Differences between facebook/bart-base and facebook/bart-large? #8005
Closed
Description
❓ Questions & Help
Is there some more difference between facebook/bart-base
and facebook/bart-large
(other than dimensions, heads and layers)?
Who can help
Environment info
- transformers version: 3.3.1
- Python version: 3.6.12
- PyTorch version (GPU?): 1.4.0 GPU-version
Command:
I'm using the seq2seq/finetune.py script to finetune both BARTs.
python finetune.py \
--data_dir=${DATA_DIR} \
--learning_rate=3e-5 \
--num_train_epochs 5 \
--task summarization \
--model_name_or_path=${MODEL} \
--train_batch_size=4 \
--eval_batch_size=4 \
--gpus 1 \
--output_dir=$OUTPUT_DIR \
--max_source_length=256 \
--max_target_length=256 \
--val_max_target_length=256 \
--test_max_target_length=256 \
--eval_max_gen_length=256 \
--do_train --do_predict \
--eval_beams 5
${MODEL} model can be facebook/bart-base
or facebook/bart-large
Details
When I finetune facebook/bart-base, it works well:
"input_ids": " <s> ( report :ARG1 ( station :ARG1 ( troop :mod ( country :wiki Russia :name ( name :op1 Russia ) ) :ARG0-of ( withdraw :ARG2 ( country :quant 3 :location ( sea :wiki Baltic_Sea :name ( name :op1 Baltic :op2 Sea ) ) ) ) ) :ARG2 ( and :op1 ( state :wiki - :name ( name :op1 Jalininggele ) :location country ) :op2 ( state :wiki - :name ( name :op1 Simolingsike ) ) :op3 ( city :wiki - :name ( name :op1 Yelinia ) :location ( relative-position :op1 ( city :wiki Moscow :name ( name :op1 Moscow ) ) :quant ( distance-quantity :quant 300 :unit ( kilometer ) ) ) ) ) :mod ( respective ) ) )</s><pad><pad><pad>",
"labels": "<s> It is reported that the Russian troops that withdrew from the three Baltic Sea countries will be stationed respectively in the Russian state of Jalininggele, the state of Simolingsike and Yelinia city which is 300 kilometers away from Moscow.</s>",
"decoder_input_ids": "</s><s> It is reported that the Russian troops that withdrew from the three Baltic Sea countries will be stationed respectively in the Russian state of Jalininggele, the state of Simolingsike and Yelinia city which is 300 kilometers away from Moscow.",
"generated_ids": "</s><s> Russian troops reported to be stationed in the 3 Baltic Sea countries of Jalininggele, Simolingsike and Yelinia 300 kilometers (110 miles) from Moscow.</s><pad><pad><pad><pad><pad><pad><pad>"

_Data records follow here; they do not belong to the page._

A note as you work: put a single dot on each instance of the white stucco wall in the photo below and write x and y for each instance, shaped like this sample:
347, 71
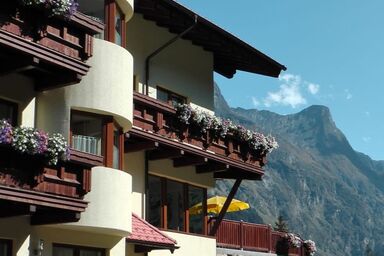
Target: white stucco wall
106, 89
183, 68
110, 207
20, 90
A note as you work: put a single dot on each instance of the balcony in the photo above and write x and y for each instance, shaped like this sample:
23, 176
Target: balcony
53, 51
155, 130
49, 194
238, 235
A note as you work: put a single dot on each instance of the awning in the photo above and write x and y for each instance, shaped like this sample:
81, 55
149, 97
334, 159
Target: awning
230, 53
146, 237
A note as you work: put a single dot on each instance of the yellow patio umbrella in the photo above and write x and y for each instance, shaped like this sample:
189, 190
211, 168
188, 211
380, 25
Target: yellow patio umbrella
216, 203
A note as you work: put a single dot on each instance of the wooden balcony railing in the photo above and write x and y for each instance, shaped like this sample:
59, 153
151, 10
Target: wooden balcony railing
52, 50
29, 186
158, 120
253, 237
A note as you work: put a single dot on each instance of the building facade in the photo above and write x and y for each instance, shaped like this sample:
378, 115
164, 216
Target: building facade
111, 79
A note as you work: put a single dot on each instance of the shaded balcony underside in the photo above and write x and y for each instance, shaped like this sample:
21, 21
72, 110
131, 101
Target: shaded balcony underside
238, 235
154, 129
230, 53
53, 56
49, 194
182, 154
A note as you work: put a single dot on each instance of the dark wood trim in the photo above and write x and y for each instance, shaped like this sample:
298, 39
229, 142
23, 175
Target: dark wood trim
149, 101
189, 160
164, 203
109, 134
109, 125
156, 121
205, 212
165, 154
161, 140
109, 32
77, 248
186, 207
121, 150
55, 57
9, 244
15, 110
231, 195
87, 159
170, 94
42, 199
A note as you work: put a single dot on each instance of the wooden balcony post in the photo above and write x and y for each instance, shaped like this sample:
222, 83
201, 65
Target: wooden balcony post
269, 238
241, 235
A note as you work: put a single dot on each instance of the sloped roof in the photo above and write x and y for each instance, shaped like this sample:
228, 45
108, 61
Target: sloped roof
230, 53
145, 234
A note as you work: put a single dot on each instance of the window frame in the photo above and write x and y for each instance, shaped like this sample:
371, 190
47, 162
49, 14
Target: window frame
164, 206
109, 125
9, 244
110, 10
78, 248
15, 110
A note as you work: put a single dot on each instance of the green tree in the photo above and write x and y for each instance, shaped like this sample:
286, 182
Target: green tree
281, 224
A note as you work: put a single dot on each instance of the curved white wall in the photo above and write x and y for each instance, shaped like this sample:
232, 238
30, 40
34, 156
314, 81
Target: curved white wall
106, 89
109, 210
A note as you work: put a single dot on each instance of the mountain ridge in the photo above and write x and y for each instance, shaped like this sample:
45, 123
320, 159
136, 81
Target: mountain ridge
328, 191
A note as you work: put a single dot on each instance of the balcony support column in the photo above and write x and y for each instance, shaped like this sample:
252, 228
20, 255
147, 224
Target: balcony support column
231, 195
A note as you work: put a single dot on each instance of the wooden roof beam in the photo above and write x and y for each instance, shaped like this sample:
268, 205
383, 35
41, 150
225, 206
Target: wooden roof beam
189, 160
139, 146
211, 167
165, 153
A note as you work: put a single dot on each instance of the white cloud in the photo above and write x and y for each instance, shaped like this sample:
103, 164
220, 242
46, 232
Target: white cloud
292, 92
255, 101
313, 88
288, 95
348, 95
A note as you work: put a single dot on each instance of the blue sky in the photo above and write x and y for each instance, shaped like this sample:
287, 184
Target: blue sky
334, 52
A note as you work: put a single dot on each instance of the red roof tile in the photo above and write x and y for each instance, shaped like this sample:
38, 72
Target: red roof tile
145, 234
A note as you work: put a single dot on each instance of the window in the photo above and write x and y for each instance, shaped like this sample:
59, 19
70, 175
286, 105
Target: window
170, 97
71, 250
196, 220
5, 247
175, 205
155, 204
169, 204
98, 135
87, 133
8, 111
115, 23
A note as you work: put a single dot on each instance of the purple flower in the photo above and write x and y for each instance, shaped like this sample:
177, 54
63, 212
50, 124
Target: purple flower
6, 132
41, 142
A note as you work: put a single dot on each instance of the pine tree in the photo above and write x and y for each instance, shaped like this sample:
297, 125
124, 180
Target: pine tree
281, 225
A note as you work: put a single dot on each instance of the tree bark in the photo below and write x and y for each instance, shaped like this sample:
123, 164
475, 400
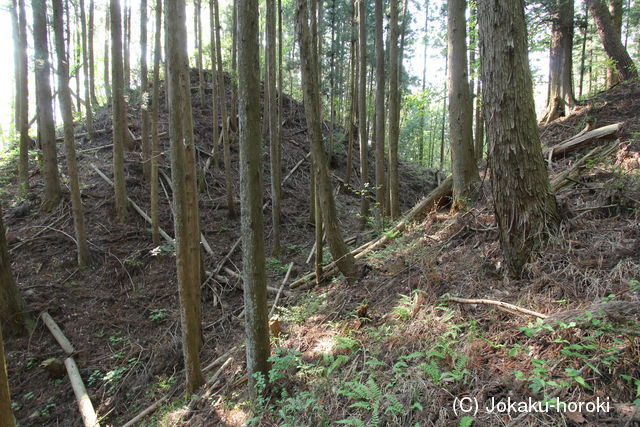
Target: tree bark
46, 124
394, 111
274, 126
381, 186
225, 128
185, 195
337, 246
119, 111
85, 68
64, 97
616, 9
463, 164
560, 61
126, 51
92, 67
215, 90
6, 414
23, 159
525, 205
252, 222
155, 106
14, 318
611, 42
107, 68
144, 90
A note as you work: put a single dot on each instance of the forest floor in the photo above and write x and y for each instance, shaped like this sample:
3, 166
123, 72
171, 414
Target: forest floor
390, 349
122, 313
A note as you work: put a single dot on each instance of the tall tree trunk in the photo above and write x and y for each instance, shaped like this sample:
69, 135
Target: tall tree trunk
6, 414
560, 61
274, 126
46, 124
23, 77
119, 111
85, 68
463, 164
144, 90
252, 223
14, 318
381, 186
185, 196
525, 205
337, 246
198, 34
155, 107
423, 112
215, 90
362, 112
107, 68
615, 8
126, 49
585, 30
611, 42
64, 96
225, 128
92, 65
394, 111
15, 27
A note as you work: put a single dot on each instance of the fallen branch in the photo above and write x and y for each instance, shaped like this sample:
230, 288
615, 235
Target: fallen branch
442, 191
498, 304
137, 208
57, 333
582, 139
85, 406
87, 412
284, 282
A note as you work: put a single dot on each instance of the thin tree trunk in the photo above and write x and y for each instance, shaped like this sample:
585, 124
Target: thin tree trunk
6, 414
64, 96
155, 106
615, 8
85, 67
611, 42
225, 129
107, 67
274, 126
92, 66
46, 124
23, 159
560, 61
215, 89
585, 30
381, 186
185, 195
119, 111
252, 223
362, 112
198, 31
144, 90
463, 164
126, 50
337, 246
14, 317
394, 112
525, 205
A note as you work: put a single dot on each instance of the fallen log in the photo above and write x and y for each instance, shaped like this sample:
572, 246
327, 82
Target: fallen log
88, 414
581, 140
57, 333
499, 304
89, 417
442, 191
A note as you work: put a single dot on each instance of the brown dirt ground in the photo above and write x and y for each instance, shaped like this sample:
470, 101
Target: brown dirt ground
122, 313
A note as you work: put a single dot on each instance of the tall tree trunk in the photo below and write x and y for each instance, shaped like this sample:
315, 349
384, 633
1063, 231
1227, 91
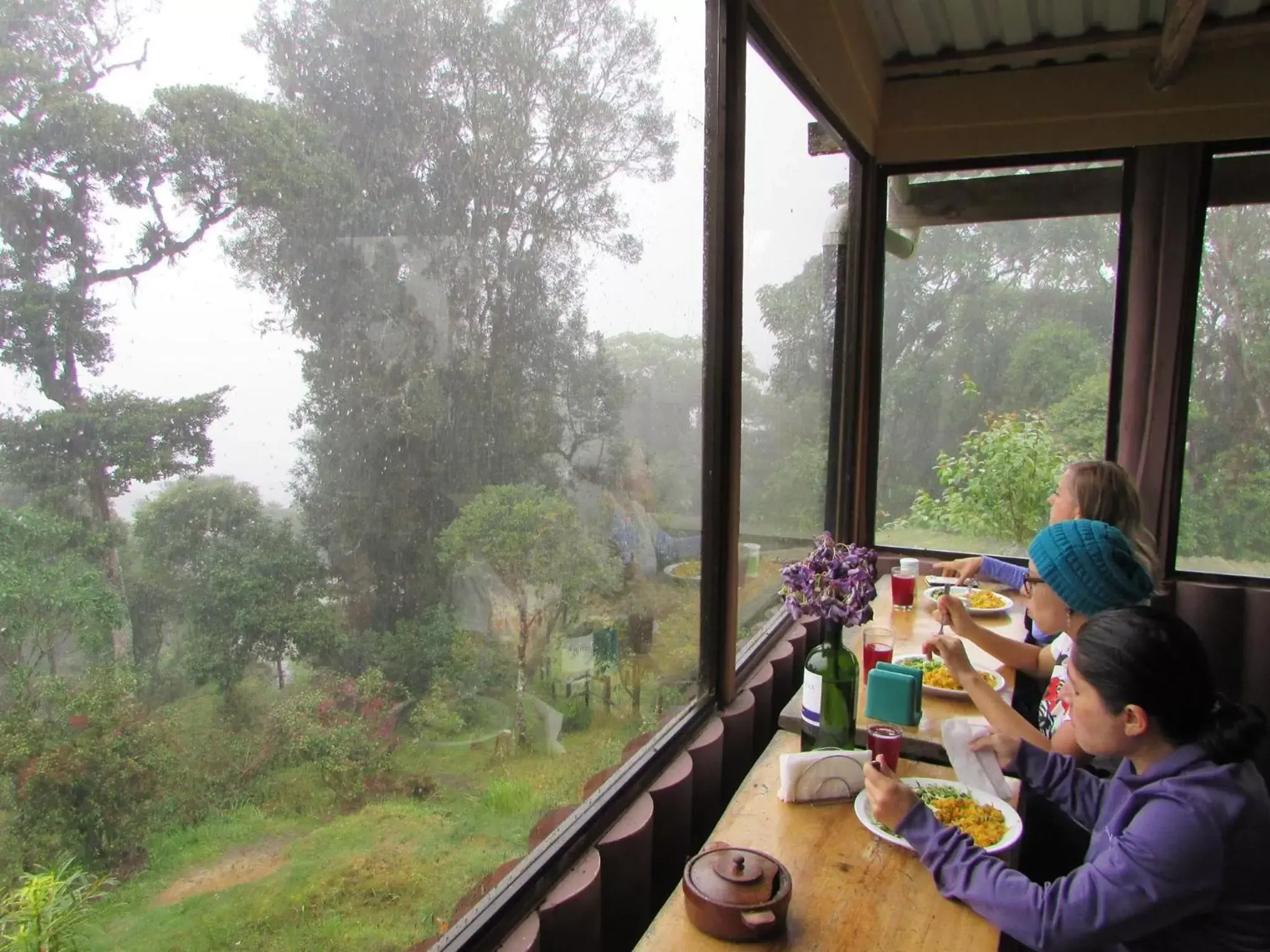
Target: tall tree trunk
522, 650
121, 639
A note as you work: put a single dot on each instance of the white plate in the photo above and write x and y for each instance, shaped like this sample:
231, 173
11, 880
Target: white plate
998, 682
935, 592
1014, 824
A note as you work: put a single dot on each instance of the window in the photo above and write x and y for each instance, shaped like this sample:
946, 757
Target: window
788, 334
351, 455
1225, 524
996, 352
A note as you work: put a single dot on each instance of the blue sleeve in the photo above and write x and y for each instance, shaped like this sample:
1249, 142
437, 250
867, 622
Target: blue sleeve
1005, 573
1059, 778
1166, 866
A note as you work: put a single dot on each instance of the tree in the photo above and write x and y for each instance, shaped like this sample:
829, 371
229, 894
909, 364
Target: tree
794, 312
977, 301
169, 536
257, 594
998, 485
70, 162
52, 591
536, 546
440, 294
1225, 499
1080, 420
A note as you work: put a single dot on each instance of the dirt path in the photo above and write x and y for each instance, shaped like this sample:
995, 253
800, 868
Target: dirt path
236, 867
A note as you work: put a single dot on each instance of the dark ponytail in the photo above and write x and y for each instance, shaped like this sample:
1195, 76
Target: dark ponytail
1155, 660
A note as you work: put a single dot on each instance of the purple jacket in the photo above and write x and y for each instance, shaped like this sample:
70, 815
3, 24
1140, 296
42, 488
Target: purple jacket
1179, 860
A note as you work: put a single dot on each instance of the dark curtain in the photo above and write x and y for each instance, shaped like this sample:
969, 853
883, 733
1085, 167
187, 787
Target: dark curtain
1166, 227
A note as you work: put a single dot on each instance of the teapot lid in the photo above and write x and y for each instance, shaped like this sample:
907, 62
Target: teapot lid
732, 876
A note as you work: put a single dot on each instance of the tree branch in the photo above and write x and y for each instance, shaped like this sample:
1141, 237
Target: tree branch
171, 249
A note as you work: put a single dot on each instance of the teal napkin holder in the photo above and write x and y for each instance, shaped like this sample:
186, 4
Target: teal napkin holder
894, 695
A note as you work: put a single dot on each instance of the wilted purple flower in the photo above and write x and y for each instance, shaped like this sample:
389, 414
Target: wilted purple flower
836, 582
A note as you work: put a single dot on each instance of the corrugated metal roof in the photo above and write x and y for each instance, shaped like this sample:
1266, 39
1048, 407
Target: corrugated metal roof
921, 29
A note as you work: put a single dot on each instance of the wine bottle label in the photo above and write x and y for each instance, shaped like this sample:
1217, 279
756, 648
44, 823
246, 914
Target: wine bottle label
812, 697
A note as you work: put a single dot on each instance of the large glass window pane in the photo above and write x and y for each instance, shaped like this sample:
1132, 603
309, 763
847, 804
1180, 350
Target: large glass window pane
996, 355
349, 443
1225, 523
788, 334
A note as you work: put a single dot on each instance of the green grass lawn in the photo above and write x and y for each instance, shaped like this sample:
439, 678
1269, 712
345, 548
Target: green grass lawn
378, 879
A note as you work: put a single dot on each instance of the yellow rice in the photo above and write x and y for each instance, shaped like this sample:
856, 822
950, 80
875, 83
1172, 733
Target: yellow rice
986, 826
940, 677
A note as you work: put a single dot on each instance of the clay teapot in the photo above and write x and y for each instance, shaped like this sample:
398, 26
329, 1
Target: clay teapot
734, 894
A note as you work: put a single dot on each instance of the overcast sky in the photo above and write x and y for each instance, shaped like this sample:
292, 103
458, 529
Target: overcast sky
191, 328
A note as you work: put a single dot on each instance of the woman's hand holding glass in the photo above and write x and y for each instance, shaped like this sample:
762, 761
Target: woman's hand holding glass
961, 569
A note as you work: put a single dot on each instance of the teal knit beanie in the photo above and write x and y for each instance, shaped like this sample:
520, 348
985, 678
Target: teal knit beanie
1090, 565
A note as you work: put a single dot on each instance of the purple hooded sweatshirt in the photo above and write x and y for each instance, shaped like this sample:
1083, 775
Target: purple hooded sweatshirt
1179, 860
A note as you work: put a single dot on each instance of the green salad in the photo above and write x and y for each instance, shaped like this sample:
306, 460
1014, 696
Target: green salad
928, 794
922, 664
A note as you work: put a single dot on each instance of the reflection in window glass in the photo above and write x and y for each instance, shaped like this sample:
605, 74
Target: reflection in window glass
1225, 523
347, 451
788, 337
996, 353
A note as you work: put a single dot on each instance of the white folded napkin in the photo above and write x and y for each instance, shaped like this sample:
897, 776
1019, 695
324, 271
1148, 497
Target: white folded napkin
822, 775
978, 770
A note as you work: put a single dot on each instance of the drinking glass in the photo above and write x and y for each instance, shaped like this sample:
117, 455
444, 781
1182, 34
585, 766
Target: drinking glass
904, 586
879, 646
884, 742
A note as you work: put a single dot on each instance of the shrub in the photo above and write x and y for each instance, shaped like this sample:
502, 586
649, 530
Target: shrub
510, 798
84, 760
435, 718
346, 728
47, 909
577, 715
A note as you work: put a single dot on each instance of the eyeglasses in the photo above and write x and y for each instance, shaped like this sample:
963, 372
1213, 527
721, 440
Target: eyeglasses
1030, 583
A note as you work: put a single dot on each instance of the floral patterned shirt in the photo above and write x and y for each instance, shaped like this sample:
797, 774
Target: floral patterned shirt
1053, 711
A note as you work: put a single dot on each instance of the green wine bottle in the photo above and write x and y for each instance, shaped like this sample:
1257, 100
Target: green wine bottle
831, 685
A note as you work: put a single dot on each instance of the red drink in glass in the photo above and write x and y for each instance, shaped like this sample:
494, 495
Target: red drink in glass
884, 743
902, 589
879, 646
874, 653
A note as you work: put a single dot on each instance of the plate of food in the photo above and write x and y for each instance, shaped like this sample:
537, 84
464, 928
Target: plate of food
988, 821
977, 601
938, 681
685, 571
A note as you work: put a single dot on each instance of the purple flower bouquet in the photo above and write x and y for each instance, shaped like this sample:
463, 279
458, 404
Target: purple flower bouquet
836, 583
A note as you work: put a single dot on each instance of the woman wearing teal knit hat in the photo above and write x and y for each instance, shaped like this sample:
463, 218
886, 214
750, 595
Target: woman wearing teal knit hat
1077, 569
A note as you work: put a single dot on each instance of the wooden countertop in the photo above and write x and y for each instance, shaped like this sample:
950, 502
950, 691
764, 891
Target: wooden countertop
851, 890
926, 739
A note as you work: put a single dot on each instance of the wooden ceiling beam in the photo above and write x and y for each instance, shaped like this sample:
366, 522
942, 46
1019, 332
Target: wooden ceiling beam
1237, 179
992, 198
1183, 19
1221, 35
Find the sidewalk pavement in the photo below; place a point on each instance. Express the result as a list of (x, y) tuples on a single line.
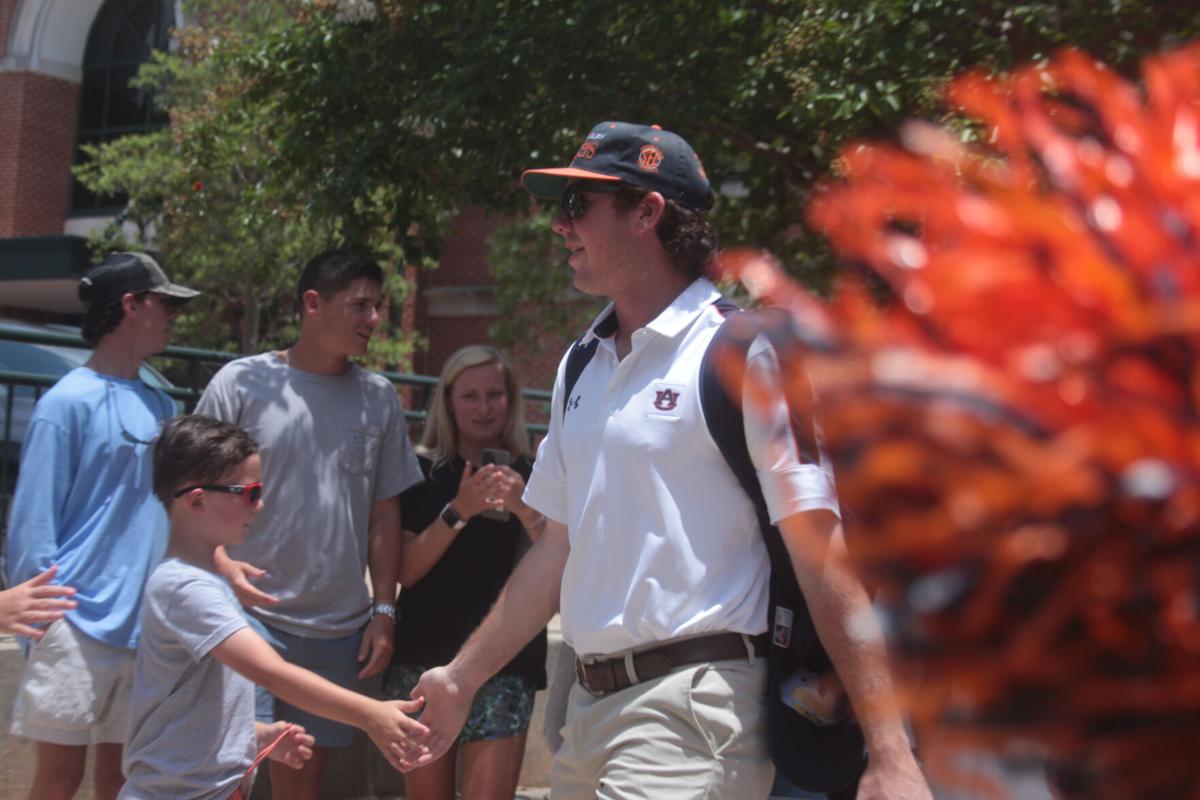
[(358, 773)]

When I finetune facebook/bart-large, it did not generate a reasonable output:
"input_ids": "<s> ( report :ARG1 ( station :ARG1 ( troop :mod ( country :wiki Russia :name ( name :op1 Russia ) ) :ARG0-of ( withdraw :ARG2 ( country :quant 3 :location ( sea :wiki Baltic_Sea :name ( name :op1 Baltic :op2 Sea ) ) ) ) ) :ARG2 ( and :op1 ( state :wiki - :name ( name :op1 Jalininggele ) :location country ) :op2 ( state :wiki - :name ( name :op1 Simolingsike ) ) :op3 ( city :wiki - :name ( name :op1 Yelinia ) :location ( relative-position :op1 ( city :wiki Moscow :name ( name :op1 Moscow ) ) :quant ( distance-quantity :quant 300 :unit ( kilometer ) ) ) ) ) :mod ( respective ) ) )</s><pad><pad><pad>",
"labels": "<s> It is reported that the Russian troops that withdrew from the three Baltic Sea countries will be stationed respectively in the Russian state of Jalininggele, the state of Simolingsike and Yelinia city which is 300 kilometers away from Moscow.</s>",
"decoder_input_ids": "</s><s> It is reported that the Russian troops that withdrew from the three Baltic Sea countries will be stationed respectively in the Russian state of Jalininggele, the state of Simolingsike and Yelinia city which is 300 kilometers away from Moscow.",
"generated_ids": "</s><s><s><s><s><s><s><s><s><s><s> ... <s><s><s><s><s><s><s><s><s><s><s><s><s><s><s><s><s><s></s>"
I'm using the same code, but only facebook/bart-base
model works. In a previous transformer version, both worked, but not in this one (3.3.1).